Tramite il fratello maggiore Carlo, che era pittore e inventore, l’ingegner Giorgio ebbe modo di incontrare il poeta romano Giuseppe Gioachino Belli, al quale, nell’agosto 1827, mostrò una delle principali tenute dei Luoghi Pii Elemosinieri, le Cascine Doppie, all’epoca in affitto ai fratelli Cerri. In quello stesso anno Manzi era impegnato nello studio di un progetto per la ristrutturazione della Pia Casa di Abbiategrasso, che tuttavia non fu realizzato poiché fu preferito quello dell’ingegner Carlo Biraghi.
Dopo essere stato stabilizzato nell’impiego d’ingegnere d’ufficio nel 1832, sposò Carolina Fè, sorella della più celebre Carmelita moglie di Luciano Manara, sanzionando il legame con una delle più prospere famiglie imprenditoriali attive a Milano nel settore edilizio.
Tra i lavori di più importanti realizzati dall’ingegner Manzi alla metà degli anni Trenta, si ricorda la sistemazione della casa in Contrada della Signora 72 di proprietà del Pio Albergo Trivulzio, per adattarla a nuova sede dell’Amministrazione e della Direzione dei Luoghi Pii Elemosinieri.
Il nome di Giorgio Manzi è però legato soprattutto a interventi di razionalizzazione e sviluppo del patrimonio fondiario dei Luoghi Pii Elemosinieri. Sotto la sua guida furono realizzati ininterrotti interventi di miglioria ai poderi, in collaborazione con gli agenti di campagna a lui subordinati. Furono intraprese manutenzioni di edifici esistenti e costruzioni di nuovi corpi di fabbrica, dalle case coloniche ai rustici (stalle, fienili, magazzini, pile da riso, trebbiatoi) occorrenti al funzionamento delle singole aziende agricole.
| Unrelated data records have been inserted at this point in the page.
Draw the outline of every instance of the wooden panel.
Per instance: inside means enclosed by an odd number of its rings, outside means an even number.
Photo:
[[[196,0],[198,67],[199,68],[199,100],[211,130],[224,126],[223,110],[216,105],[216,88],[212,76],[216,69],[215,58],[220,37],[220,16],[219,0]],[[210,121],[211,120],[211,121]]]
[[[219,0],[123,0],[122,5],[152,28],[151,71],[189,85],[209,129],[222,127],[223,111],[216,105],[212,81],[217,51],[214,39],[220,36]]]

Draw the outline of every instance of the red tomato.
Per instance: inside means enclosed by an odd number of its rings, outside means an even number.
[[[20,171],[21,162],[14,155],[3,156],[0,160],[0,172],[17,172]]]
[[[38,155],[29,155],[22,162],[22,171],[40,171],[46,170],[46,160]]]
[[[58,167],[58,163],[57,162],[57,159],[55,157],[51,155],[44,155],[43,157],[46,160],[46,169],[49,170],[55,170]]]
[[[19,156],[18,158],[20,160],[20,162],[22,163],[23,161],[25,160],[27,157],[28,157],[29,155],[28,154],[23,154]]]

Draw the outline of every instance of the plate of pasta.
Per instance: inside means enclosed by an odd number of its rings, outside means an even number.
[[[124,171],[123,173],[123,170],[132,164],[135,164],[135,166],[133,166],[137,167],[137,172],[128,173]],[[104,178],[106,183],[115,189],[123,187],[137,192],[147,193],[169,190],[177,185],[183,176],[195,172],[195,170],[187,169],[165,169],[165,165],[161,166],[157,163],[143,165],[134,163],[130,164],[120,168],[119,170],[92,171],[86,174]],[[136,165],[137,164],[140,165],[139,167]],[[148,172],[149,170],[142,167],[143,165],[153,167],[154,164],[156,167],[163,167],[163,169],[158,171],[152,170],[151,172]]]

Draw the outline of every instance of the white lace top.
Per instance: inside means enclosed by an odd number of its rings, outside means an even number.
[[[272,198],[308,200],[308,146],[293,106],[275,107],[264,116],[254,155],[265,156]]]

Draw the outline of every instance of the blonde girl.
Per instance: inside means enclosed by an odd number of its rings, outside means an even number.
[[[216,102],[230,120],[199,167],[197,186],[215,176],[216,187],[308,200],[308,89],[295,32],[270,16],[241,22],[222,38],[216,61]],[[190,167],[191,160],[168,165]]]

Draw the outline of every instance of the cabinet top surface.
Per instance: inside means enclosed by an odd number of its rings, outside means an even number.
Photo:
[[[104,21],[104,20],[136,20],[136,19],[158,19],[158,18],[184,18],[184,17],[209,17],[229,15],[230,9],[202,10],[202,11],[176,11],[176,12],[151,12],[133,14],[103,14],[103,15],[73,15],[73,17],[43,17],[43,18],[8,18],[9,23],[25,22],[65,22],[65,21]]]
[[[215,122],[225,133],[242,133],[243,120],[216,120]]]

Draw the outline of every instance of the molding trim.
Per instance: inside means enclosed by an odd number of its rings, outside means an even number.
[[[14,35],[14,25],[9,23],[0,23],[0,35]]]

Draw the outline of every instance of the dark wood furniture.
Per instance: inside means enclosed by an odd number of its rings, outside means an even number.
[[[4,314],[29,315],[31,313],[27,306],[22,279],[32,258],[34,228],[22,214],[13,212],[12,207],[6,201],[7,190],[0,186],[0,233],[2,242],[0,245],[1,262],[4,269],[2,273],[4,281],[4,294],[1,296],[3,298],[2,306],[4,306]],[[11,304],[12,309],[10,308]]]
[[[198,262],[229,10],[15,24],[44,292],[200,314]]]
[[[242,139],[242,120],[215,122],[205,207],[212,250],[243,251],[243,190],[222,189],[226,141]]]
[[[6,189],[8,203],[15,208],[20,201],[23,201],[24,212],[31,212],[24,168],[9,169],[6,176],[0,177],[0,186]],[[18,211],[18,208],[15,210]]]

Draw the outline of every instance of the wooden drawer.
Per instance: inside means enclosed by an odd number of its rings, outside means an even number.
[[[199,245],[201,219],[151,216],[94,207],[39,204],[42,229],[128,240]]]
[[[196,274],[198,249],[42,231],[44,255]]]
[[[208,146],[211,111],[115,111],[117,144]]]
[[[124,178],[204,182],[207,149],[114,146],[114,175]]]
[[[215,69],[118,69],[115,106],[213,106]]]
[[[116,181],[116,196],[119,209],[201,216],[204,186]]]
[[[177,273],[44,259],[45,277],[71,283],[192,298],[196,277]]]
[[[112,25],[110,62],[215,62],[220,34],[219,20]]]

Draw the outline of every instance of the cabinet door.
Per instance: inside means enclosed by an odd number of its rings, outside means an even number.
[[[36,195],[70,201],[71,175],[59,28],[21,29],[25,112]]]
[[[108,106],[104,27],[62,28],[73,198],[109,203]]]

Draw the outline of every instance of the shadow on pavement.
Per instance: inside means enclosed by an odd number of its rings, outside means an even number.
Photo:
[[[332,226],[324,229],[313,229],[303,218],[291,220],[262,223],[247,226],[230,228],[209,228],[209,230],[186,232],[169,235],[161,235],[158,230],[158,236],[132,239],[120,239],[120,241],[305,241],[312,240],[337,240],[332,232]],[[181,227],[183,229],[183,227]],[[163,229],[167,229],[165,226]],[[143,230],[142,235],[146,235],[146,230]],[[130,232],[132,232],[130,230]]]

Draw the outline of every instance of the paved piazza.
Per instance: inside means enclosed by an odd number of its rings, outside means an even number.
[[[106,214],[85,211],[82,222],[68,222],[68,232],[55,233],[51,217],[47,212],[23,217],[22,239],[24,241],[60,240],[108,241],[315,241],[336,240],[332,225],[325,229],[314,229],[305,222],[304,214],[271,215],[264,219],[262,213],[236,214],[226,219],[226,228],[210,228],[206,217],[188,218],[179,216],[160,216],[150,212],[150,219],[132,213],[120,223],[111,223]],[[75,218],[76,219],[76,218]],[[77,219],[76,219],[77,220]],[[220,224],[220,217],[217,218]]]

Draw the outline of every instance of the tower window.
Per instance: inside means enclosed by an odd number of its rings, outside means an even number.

Fra gli studi da lui approntati si ricordano la ridefinizione degli spazi del Castello di Carpiano, pervenuto ai Luoghi Pii Elemosinieri con l’eredità del conte Giacomo Mellerio, per ridurlo ad azienda agricola (1863–1864) e soprattutto la sistemazione del podere di Ronco di Poasco, trasformato in tenuta modello, secondo un progetto illustrato dallo stesso Manzi sul “Giornale dell’ingegnere, architetto ed agronomo” nel 1855.
Alle tematiche del miglioramento fondiario Manzi dedicò svariati articoli e studi: Sul regime di Roggia Vettabbia (1860); Sui prati marcitorii e loro collegamento alla irrigua coltivazione lombarda (1864), Cenni sulle costruzioni rurali della bassa Lombardia, ed invito a migliori studi per l’utilizzamento della pastorizia nell’Alpi (1876). Si interessò inoltre alle problematiche delle popolazioni dedite al lavoro nei campi, promuovendo nel 1864 l’istituzione della Società Agraria di Lazzate, che dopo aver preso in affitto un podere della Congregazione di carità, riuscì anche ad acquistarlo.
Nominato capo dell’Ufficio Tecnico il 14 agosto 1868, cessò dall’incarico nel 1871, continuando però a collaborare con l’ente in qualità di consulente. Dopo il collocamento a riposo intensificò il legame con il Collegio degli Ingegneri e Architetti di Milano, alla cui ricostituzione aveva attivamente contribuito, entrando anche a far parte del primo Comitato direttore, presieduto dall’ingegner Luigi Tatti.
Giorgio Manzi morì il 30 dicembre 1882.